En l’espèce, la société Cofidis, qui se prévaut de la clause de l’offre de prêt litigieux selon laquelle l’emprunteur a reconnu rester en possession d’un exemplaire du contrat de crédit doté d’un formulaire détachable de rétractation, fait valoir que l’intimé a remboursé un certain nombre de mensualités sans se plaindre que l’offre de prêt n’ait pas comporté de formulaire de rétractation, et que M. [O] a sollicité à plusieurs reprises une augmentation de l’ouverture de crédit en signant des offres qui, selon elle, «’avaient nécessairement’» elles aussi un bordereau de rétraction.
En procédant ainsi par simple affirmation, la société Cofidis n’offre aucun élément pertinent pour compléter le simple indice que constitue la signature de l’emprunteur sous cette clause.

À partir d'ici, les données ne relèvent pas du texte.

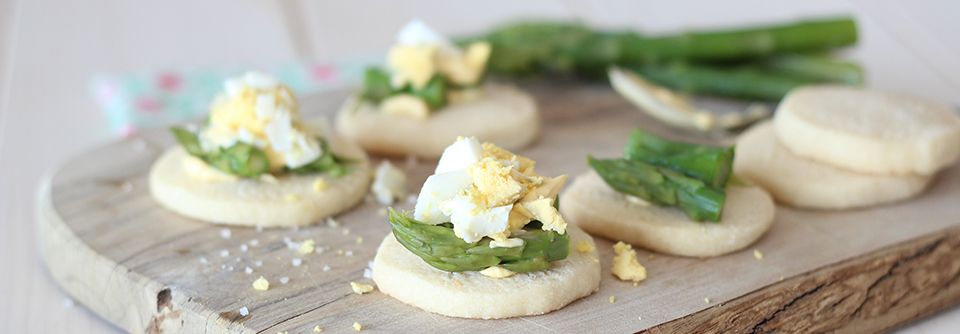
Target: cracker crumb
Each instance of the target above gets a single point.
(584, 246)
(261, 284)
(307, 247)
(319, 184)
(360, 288)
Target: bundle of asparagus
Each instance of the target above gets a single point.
(755, 62)
(691, 177)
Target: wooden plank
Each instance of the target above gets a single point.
(139, 266)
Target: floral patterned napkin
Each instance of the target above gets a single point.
(134, 101)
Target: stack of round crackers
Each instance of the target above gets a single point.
(832, 147)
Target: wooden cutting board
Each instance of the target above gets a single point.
(146, 269)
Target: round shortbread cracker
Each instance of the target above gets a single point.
(502, 115)
(806, 183)
(591, 204)
(404, 276)
(868, 131)
(289, 201)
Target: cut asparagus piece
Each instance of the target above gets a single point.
(709, 164)
(439, 247)
(561, 47)
(676, 110)
(661, 186)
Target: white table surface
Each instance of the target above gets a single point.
(50, 49)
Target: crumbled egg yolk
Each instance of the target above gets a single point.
(258, 110)
(497, 272)
(261, 284)
(486, 191)
(584, 246)
(625, 265)
(421, 53)
(360, 288)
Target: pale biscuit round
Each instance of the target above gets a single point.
(501, 114)
(868, 131)
(290, 201)
(404, 276)
(806, 183)
(591, 204)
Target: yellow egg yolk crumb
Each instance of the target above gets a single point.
(625, 265)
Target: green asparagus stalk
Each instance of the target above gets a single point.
(743, 82)
(248, 161)
(377, 86)
(561, 47)
(814, 67)
(661, 186)
(709, 164)
(769, 79)
(439, 247)
(742, 43)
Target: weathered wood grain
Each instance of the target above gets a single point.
(108, 244)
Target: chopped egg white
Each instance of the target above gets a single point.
(497, 272)
(389, 183)
(256, 109)
(421, 53)
(486, 191)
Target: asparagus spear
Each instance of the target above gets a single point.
(560, 47)
(439, 247)
(248, 161)
(709, 164)
(814, 67)
(742, 82)
(661, 186)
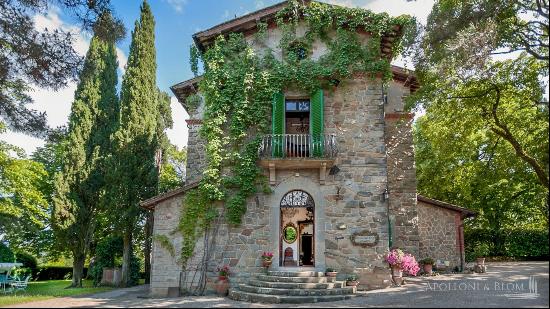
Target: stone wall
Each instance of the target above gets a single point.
(438, 230)
(165, 271)
(401, 171)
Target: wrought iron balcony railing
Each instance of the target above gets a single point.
(298, 146)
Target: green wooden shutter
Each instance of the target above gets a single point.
(316, 123)
(278, 125)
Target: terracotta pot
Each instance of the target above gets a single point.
(222, 286)
(397, 275)
(331, 273)
(428, 268)
(267, 263)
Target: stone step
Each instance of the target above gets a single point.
(297, 292)
(283, 299)
(296, 279)
(293, 285)
(284, 273)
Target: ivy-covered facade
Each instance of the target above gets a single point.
(299, 144)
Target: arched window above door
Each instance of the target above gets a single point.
(297, 198)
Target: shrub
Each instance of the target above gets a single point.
(527, 243)
(28, 261)
(6, 255)
(513, 243)
(56, 273)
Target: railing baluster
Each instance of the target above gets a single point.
(298, 146)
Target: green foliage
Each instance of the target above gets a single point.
(516, 242)
(192, 102)
(238, 86)
(194, 59)
(106, 251)
(6, 255)
(80, 184)
(165, 243)
(483, 142)
(22, 203)
(27, 259)
(55, 273)
(140, 139)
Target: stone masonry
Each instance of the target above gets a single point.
(375, 154)
(439, 234)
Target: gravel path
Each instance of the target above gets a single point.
(504, 285)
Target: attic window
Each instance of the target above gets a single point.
(299, 50)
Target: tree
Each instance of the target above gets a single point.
(135, 160)
(23, 206)
(80, 184)
(45, 59)
(456, 67)
(483, 142)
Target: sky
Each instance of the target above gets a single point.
(176, 22)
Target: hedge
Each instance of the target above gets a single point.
(55, 273)
(6, 255)
(525, 244)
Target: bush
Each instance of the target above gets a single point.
(28, 260)
(527, 243)
(6, 255)
(56, 273)
(518, 243)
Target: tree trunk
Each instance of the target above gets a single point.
(78, 269)
(148, 246)
(126, 258)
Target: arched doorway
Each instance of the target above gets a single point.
(297, 230)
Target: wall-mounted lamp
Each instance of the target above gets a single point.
(334, 170)
(385, 195)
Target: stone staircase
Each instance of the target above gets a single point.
(292, 288)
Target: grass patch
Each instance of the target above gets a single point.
(42, 290)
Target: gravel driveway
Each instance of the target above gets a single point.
(514, 284)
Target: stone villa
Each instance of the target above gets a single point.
(343, 209)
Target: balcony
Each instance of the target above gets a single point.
(298, 151)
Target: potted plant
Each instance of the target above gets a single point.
(427, 265)
(267, 259)
(330, 272)
(481, 251)
(352, 280)
(222, 284)
(399, 263)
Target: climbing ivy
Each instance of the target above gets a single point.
(238, 84)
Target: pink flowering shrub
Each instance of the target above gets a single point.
(407, 262)
(267, 255)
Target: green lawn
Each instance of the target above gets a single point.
(42, 290)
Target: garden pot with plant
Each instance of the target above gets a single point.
(330, 272)
(267, 259)
(427, 265)
(400, 263)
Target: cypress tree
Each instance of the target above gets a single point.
(78, 187)
(133, 168)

Dès lors que l’appelante échoue, dans ces circonstances, à établir la preuve de l’exécution de ses obligations envers l’intimé, le jugement entrepris, qui a déchu la société Cofidis de son droit aux intérêts, ne peut qu’être confirmé.
La société Cofidis, qui succombe au sens de l’article 696 du code de procédure civile, devra supporter les dépens de l’instance d’appel et sera déboutée de sa demande fondée sur les dispositions de l’article 700 du code de procédure civile.
PAR CES MOTIFS
Confirme la décision entreprise en tous ses chefs critiqués,
Y ajoutant,
Rejette la demande de la société Cofidis formée en application de l’article 700 du code de procédure civile,
Condamne la société Cofidis aux dépens.
Arrêt signé par Madame Carole CHEGARAY, Président de la chambre commerciale à la Cour d’Appel d’ORLEANS, présidant la collégialité et Madame Marie-Claude DONNAT , Greffier auquel la minute de la décision a été remise par le magistrat signataire.